Wie du Ziele erreichen kannst, ohne dich zu pushen

13.01.2021 von Anne-Kathrin Koch

Wenn du es gewohnt bist, dich anzutreiben und zu pushen, und dies ändern möchtest, oder wenn dir die Kraft fehlt, um weiterhin so hart mit dir zu sein und du eine neue Strategie brauchst, dann ist dieser Blog für dich.

Typischerweise setzen wir zu Jahresbeginn neue Ziele, basteln Vision-Boards, wählen unser "Wort des Jahres" und setzen unsere Ausrichtung. Und ich dachte, das sollte und würde ich dieses Jahr auch wieder tun.

Doch ich hatte absolut keine Lust, keinen Antrieb und sogar Widerstände.

Ich entschied, mich nicht zu pushen, sondern eine andere Strategie zu fahren, nämlich:
Freundschaft, Akzeptanz und - auf einer ganz praktischen Ebene - Vereinfachung.

In meiner Erfahrung ist es nämlich so:

Wenn die Vorwärtsbewegung nicht funktioniert, hilft stattdessen ein Innehalten und Durchatmen und Sein mit dem, was gerade ist.

So entschied ich, innerlich Ja zu dem zu sagen, was gerade war:

  • Ich schloss Freundschaft mit meiner Antriebslosigkeit.
  • Ich akzeptierte meine Langsamkeit.
  • Ich entschied, dass ich auch ohne Vision-Board okay bin, und
  • ich gab mir die Erlaubnis, meiner eigenen Geschwindigkeit und meinem inneren Puls zu folgen, auch wenn es dem, was mein Kopf mir erzählte, widersprach.

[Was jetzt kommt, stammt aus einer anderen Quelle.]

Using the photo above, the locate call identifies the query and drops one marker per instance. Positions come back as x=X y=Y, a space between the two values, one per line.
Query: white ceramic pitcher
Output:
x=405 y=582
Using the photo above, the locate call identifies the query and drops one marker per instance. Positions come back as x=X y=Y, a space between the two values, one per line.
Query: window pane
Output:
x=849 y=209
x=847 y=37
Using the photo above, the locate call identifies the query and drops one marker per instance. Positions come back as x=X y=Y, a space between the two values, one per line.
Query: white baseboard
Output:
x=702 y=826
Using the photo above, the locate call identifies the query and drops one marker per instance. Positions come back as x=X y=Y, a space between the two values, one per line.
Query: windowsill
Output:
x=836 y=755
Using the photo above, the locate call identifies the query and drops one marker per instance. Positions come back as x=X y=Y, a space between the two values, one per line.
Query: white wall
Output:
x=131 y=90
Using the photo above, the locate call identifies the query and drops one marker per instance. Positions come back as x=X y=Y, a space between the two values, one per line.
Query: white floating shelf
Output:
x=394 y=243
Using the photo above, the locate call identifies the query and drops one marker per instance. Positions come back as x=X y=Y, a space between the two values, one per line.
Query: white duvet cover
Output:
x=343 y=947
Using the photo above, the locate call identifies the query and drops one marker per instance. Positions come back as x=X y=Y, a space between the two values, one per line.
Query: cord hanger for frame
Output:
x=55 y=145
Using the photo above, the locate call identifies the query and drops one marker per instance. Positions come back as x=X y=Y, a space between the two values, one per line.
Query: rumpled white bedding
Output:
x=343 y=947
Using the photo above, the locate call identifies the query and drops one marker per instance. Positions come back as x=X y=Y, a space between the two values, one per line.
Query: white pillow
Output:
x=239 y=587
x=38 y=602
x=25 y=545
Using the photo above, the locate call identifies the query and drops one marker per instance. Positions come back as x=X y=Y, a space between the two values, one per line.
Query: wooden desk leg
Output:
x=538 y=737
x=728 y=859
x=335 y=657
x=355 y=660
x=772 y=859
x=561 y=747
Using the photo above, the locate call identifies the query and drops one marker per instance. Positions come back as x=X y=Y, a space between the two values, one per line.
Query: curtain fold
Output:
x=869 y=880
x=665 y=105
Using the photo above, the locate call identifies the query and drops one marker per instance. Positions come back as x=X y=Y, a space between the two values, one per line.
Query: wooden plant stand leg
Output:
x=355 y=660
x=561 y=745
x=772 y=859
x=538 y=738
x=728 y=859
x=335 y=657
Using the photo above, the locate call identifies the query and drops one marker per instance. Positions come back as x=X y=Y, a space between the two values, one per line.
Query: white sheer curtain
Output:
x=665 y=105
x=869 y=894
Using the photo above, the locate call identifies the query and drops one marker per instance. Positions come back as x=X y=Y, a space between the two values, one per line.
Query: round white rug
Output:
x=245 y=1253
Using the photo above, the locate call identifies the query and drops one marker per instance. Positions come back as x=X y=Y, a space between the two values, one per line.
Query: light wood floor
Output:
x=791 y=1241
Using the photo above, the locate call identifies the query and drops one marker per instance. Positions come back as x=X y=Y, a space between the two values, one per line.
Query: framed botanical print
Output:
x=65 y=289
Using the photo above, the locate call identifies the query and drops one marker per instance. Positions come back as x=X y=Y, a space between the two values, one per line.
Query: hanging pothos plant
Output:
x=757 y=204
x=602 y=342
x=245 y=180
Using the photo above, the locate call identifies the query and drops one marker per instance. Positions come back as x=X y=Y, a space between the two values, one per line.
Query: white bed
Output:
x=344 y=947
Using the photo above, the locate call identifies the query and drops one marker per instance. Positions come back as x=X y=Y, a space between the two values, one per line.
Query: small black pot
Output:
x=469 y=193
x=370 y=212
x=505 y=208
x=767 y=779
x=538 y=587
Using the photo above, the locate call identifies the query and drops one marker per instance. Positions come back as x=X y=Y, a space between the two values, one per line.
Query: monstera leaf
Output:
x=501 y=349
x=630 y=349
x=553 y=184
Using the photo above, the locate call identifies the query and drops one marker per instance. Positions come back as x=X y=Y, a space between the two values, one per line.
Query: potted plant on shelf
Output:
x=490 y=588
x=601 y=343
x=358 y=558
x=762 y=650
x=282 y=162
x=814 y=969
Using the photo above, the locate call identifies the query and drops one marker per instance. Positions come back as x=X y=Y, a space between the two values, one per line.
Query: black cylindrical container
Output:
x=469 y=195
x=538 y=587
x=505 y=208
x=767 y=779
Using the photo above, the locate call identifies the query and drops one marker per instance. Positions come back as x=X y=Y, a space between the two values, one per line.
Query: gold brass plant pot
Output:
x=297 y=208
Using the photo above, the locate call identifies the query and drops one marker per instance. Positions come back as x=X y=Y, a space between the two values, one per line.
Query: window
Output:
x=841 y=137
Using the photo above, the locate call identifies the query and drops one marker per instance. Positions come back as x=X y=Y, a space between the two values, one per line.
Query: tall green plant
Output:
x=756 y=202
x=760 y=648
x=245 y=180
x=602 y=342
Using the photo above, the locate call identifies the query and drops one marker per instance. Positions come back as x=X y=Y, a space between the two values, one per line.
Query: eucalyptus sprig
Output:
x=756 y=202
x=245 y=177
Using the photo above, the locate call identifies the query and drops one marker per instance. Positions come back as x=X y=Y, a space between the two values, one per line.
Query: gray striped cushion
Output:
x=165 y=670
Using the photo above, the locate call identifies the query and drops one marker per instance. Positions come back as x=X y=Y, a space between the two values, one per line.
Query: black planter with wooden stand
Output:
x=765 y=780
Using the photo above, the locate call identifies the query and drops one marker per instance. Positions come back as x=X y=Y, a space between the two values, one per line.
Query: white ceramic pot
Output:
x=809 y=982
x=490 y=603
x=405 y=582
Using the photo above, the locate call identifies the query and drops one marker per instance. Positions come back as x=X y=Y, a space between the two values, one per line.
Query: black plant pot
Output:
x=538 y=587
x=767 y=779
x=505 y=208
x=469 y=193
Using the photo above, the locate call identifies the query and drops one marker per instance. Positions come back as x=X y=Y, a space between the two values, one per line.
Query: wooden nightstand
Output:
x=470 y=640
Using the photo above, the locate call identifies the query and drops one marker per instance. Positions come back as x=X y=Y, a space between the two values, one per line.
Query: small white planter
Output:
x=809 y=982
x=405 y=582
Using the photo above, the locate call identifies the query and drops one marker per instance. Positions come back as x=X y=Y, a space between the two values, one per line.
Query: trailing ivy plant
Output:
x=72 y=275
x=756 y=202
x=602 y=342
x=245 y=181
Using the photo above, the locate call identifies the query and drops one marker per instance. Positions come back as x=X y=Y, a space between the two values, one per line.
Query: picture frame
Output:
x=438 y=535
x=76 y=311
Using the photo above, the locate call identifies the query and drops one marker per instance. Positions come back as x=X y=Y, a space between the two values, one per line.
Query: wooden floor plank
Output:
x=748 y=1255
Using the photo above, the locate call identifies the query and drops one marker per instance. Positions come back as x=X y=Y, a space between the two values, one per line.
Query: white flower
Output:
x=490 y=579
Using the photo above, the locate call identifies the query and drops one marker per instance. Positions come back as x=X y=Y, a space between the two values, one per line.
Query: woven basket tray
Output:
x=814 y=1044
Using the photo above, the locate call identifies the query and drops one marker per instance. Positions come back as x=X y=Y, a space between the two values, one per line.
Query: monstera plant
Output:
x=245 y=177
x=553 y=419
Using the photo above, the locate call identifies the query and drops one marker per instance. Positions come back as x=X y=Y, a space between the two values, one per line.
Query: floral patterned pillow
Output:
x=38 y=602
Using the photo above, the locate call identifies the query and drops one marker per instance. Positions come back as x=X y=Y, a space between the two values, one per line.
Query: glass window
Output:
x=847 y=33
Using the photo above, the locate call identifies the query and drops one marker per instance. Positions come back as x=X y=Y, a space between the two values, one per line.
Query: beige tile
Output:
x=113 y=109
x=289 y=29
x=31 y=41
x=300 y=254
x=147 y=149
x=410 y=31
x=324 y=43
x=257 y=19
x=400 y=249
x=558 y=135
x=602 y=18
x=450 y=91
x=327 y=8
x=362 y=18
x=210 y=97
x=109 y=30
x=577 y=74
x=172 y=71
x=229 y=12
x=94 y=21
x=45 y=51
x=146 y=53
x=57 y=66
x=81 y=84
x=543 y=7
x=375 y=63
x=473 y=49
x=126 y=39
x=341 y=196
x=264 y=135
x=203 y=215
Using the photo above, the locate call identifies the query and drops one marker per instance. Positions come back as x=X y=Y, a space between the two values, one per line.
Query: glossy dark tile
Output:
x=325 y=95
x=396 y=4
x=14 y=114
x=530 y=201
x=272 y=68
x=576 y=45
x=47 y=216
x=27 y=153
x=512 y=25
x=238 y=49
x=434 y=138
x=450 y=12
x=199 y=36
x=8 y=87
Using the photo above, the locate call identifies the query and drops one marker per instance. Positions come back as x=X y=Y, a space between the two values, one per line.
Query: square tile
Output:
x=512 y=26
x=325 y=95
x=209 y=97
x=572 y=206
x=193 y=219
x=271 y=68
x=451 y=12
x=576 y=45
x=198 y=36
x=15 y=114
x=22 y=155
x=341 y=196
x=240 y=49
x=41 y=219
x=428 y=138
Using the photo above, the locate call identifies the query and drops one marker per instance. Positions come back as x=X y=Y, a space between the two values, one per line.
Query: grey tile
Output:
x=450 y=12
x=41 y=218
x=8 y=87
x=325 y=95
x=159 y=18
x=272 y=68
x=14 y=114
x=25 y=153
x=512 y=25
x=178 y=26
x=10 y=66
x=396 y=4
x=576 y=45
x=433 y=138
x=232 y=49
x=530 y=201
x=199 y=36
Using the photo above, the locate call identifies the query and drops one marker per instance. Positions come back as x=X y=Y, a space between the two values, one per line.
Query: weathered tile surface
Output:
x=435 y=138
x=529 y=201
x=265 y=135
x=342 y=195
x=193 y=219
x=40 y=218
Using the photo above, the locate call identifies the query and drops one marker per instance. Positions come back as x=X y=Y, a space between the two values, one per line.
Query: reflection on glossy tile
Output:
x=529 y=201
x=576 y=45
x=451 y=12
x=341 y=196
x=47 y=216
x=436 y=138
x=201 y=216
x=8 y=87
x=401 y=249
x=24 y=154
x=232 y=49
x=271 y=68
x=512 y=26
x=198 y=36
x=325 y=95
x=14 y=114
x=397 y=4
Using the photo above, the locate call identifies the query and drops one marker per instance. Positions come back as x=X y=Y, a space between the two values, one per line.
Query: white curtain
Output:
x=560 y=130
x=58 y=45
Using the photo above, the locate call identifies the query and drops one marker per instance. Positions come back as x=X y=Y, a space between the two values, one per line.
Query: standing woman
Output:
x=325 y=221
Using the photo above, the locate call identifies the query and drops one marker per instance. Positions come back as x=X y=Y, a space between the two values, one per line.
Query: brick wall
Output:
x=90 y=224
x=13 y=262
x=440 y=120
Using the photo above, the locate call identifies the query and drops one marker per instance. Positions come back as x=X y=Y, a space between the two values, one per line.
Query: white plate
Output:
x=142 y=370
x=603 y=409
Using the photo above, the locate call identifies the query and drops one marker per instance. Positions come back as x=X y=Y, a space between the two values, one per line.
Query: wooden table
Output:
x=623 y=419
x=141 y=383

Außerdem habe ich auf der ganz praktischen Ebene rigoros vereinfacht.

An einem Tag war meine To-Do Liste sehr lang und mein Energielevel sehr niedrig. Und so nahm ich meine Liste, strich alles nicht absolut Überlebensnotwendige durch und verschob und ersetzte sie durch diverse Maßnahmen an Selbstfürsorge.

Ich hielt ganz bewusst und pro-aktiv Ausschau danach, wie ich meinen Tag noch mehr vereinfachen könnte.

Das Spannende ist, dass dieses Freundschaft schließen, Akzeptieren und Vereinfachen ein absolutes Paradox ist. D.h., wir wollen keine Freundschaft schließen, und wir wollen nicht akzeptieren, und wir wollen nicht vereinfachen, weil wir meinen, dass wir dann nicht mehr in die Gänge kämen oder nichts mehr auf die Reihe kriegen würden.

Tatsächlich trifft aber das Gegenteil zu. Ja, vielleicht kriegst du temporär etwas nicht geregelt, dafür aber nimmst du dich selbst mit und bist dir treu, und darüber gewinnst du wieder Energie, so dass du dann Dinge schneller oder effizienter, wenn auch zu einem anderen Zeitpunkt, erledigt bekommst.

Bei mir war es jedenfalls so, dass ich am Ende von meinem Mir-treu-sein und Langsam-sein und Vereinfachen plötzlich - welch Überraschung! - doch ein kleines Vision-Board hatte und vor allen Dingen wieder Energie, um Dinge umzusetzen.

Indem ich willens war, zuzustimmen, dass ich nicht zu diesem Ergebnis kommen würde und trotzdem Okay bin, kam ich irgendwie doch genau dorthin, aber mühelos, von innen heraus, authentisch und mit Herz.


Von daher möchte ich dich einladen, dieses Paradox auch für dich zu testen:

  • Könntest du Freundschaft schließen mit deiner Langsamkeit?
  • Könntest du akzeptieren, dass dein Verstand vielleicht eine andere Meinung hat als dein Herz?
  • Und inwiefern könntest du heute deinen Tag vereinfachen?


Manchmal sind es die absolut kleinen Dinge, die doch einen Unterschied machen!

Und wenn dein Verstand aufschreit und sich beschwert, dass du es nun wirklich viiiiel zu einfach machst, dann ist es vermutlich genau richtig! ;-)

Wie immer, glaub es mir nicht einfach, aber teste es, und dann lass mich in den Kommentaren unter diesem Blog wissen: Was ist eine Möglichkeit, wie du deinen Tag heute vereinfachen könntest?

 

Frohes Innehalten, Durchschnaufen, Akzeptieren und Vereinfachen, und dann ein glückliches Neues Jahr!